On
entre dans ce livre en douceur. On s’immisce dans la petite vie
tranquille de Mina et Jonathan qui ont fui la ville et les sirènes
de la consommation pour un retour au source plus respectueux de
l’environnement. Ils se contentent de peu et vivent heureux dans un
village quasi-déserté du Berry. Il fait beau, chaud et le temps
s’écoule avec nonchalence. Tout semble parfait. Il l’aime, elle
l’aime et ils aiment leur fils. Ils s’occupent de produire du
miel, des légumes qu’ils mettent en conserve en prévision de
l’hiver.
L’arrivée d’un voisin pourrait être la dernière touche pour parfaire cette vie simple, en atténuant la sensation d’isolement qu’ils peuvent parfois ressentir malgré tout.
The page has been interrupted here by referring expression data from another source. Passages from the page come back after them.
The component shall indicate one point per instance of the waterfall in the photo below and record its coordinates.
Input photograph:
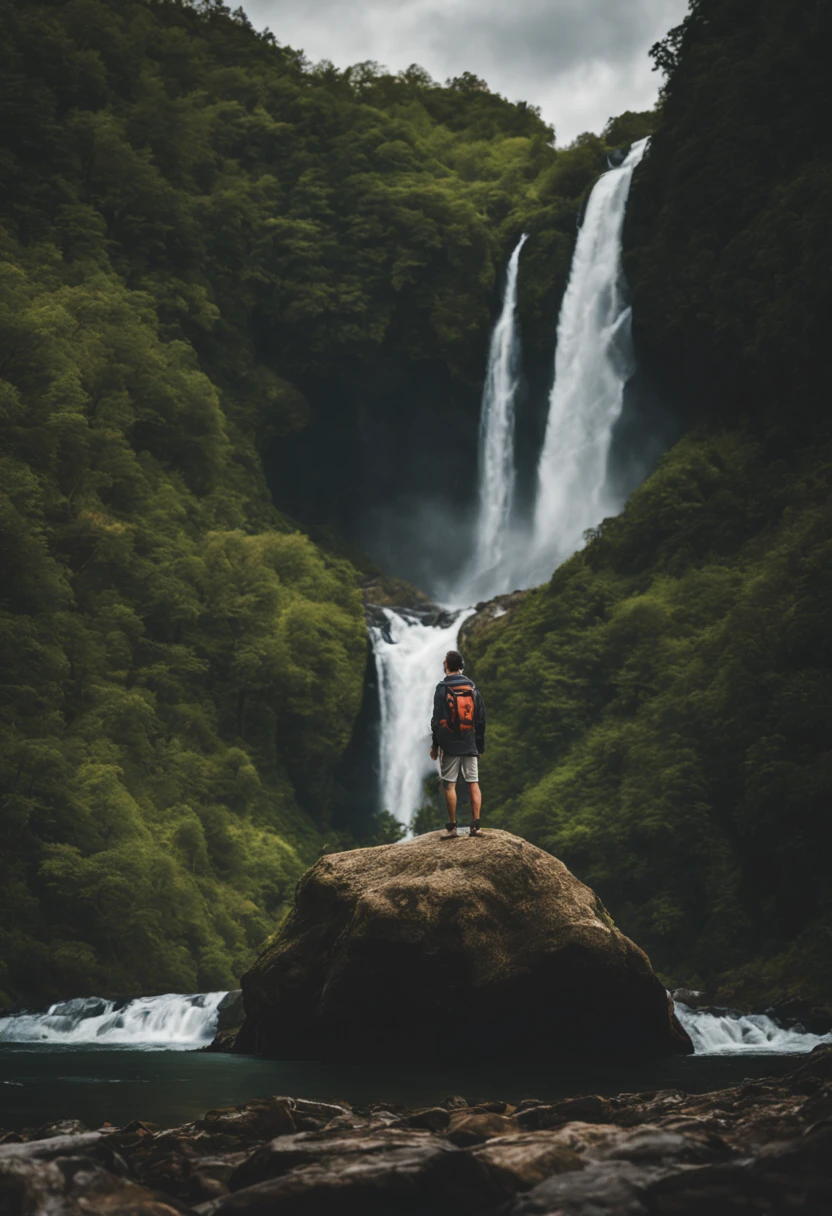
(725, 1032)
(409, 654)
(170, 1020)
(487, 574)
(592, 362)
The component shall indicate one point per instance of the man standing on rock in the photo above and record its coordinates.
(457, 728)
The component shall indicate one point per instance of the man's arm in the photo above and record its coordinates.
(481, 724)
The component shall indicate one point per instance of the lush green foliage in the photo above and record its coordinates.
(729, 219)
(664, 716)
(675, 674)
(196, 228)
(164, 657)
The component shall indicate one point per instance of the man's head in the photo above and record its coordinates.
(453, 662)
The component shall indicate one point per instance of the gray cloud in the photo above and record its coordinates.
(580, 61)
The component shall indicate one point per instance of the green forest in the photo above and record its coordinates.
(679, 754)
(197, 226)
(200, 234)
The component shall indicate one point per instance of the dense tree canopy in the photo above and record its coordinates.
(679, 749)
(198, 229)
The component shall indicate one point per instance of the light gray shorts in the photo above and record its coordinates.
(449, 767)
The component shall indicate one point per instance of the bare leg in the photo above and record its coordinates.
(476, 795)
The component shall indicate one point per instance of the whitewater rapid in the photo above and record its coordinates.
(181, 1020)
(743, 1034)
(408, 656)
(490, 570)
(162, 1022)
(594, 360)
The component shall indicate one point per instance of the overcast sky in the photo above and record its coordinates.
(582, 61)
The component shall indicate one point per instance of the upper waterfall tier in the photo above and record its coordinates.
(592, 362)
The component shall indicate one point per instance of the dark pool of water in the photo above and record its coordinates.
(40, 1082)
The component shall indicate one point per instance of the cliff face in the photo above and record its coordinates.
(728, 228)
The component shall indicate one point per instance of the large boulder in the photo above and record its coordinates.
(409, 946)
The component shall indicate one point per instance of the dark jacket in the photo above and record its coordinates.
(456, 744)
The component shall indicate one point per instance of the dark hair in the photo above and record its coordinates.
(454, 660)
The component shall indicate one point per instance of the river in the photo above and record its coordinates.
(100, 1062)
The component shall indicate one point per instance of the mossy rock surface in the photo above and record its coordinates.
(391, 949)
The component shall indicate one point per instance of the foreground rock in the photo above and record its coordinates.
(759, 1147)
(389, 947)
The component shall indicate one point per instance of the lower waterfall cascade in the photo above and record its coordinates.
(178, 1020)
(170, 1020)
(594, 360)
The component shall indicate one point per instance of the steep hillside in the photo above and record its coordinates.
(662, 705)
(221, 271)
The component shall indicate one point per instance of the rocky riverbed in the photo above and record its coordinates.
(763, 1146)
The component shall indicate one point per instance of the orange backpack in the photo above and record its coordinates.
(460, 708)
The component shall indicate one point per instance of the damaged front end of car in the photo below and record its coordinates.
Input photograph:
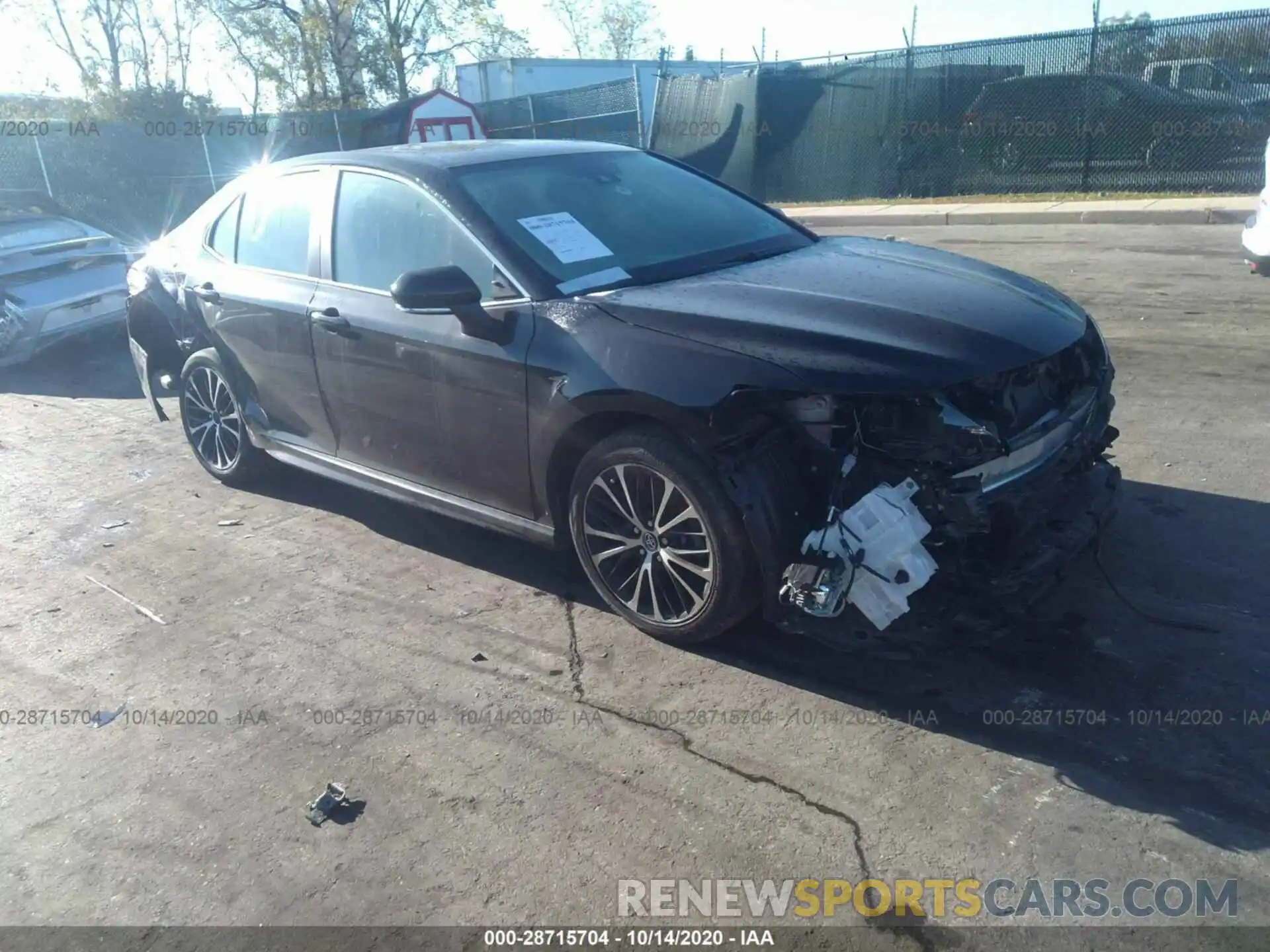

C’est donc avec plaisir qu’ils accueillent Vladimir lorsque ce dernier frappe à leur porte pour les informer de son emménagement dans une maison isolée, un peu plus bas sur le canal. Il sera leur plus proche voisin.
Mais,
dans la même veine que le film « Harry, un ami qui vous veut
du bien » Vladimir, par son excès de prodigalité instille
progressivement le malaise dans ce couple où pourtant tout semblait
si bien fonctionner. D’abord diffus, il nous saisit comme il saisit
Jonathan, et au fil des pages, il devient de plus en plus pesant. Le
personnage de Vladimir n’est pas sans rappeler le légendaire
Dracula et l’auteur joue avec ce mythe et s’en inspire. Mais ici, ce
démon tentateur n’a pas besoin, pour se nourrir, du sang de ses
victimes et sa séduction ne joue pas que sur son seul aura sexuel. Il tire des ficelles bien plus machiavélique pour conquérir le cœur
de ses victimes. Ce sont d’autres aspirations, d’autres désirs
qui alimentent son pouvoir.
Tandis
que Vladimir s’impose progressivement dans la vie du couple, le
trouble s’instaure et la fêlure se transforme progressivement en
un gouffre vertigineux. L’équilibre de chacun vacille et le
lecteur voit impuissant les protagonistes s’approcher de l’abîme.
J’ai
aimé l’écriture de Bordaçarre qui narre avec une rare finesse le
quotidien et la psychologie de ses personnages. Il se dégage de ce
livre une atmosphère dense et malgré la touffeur de l’air, on se
surprend à frissonner. La chute finale vient parfaire ce livre pour
faire de cette histoire un roman parfaitement abouti.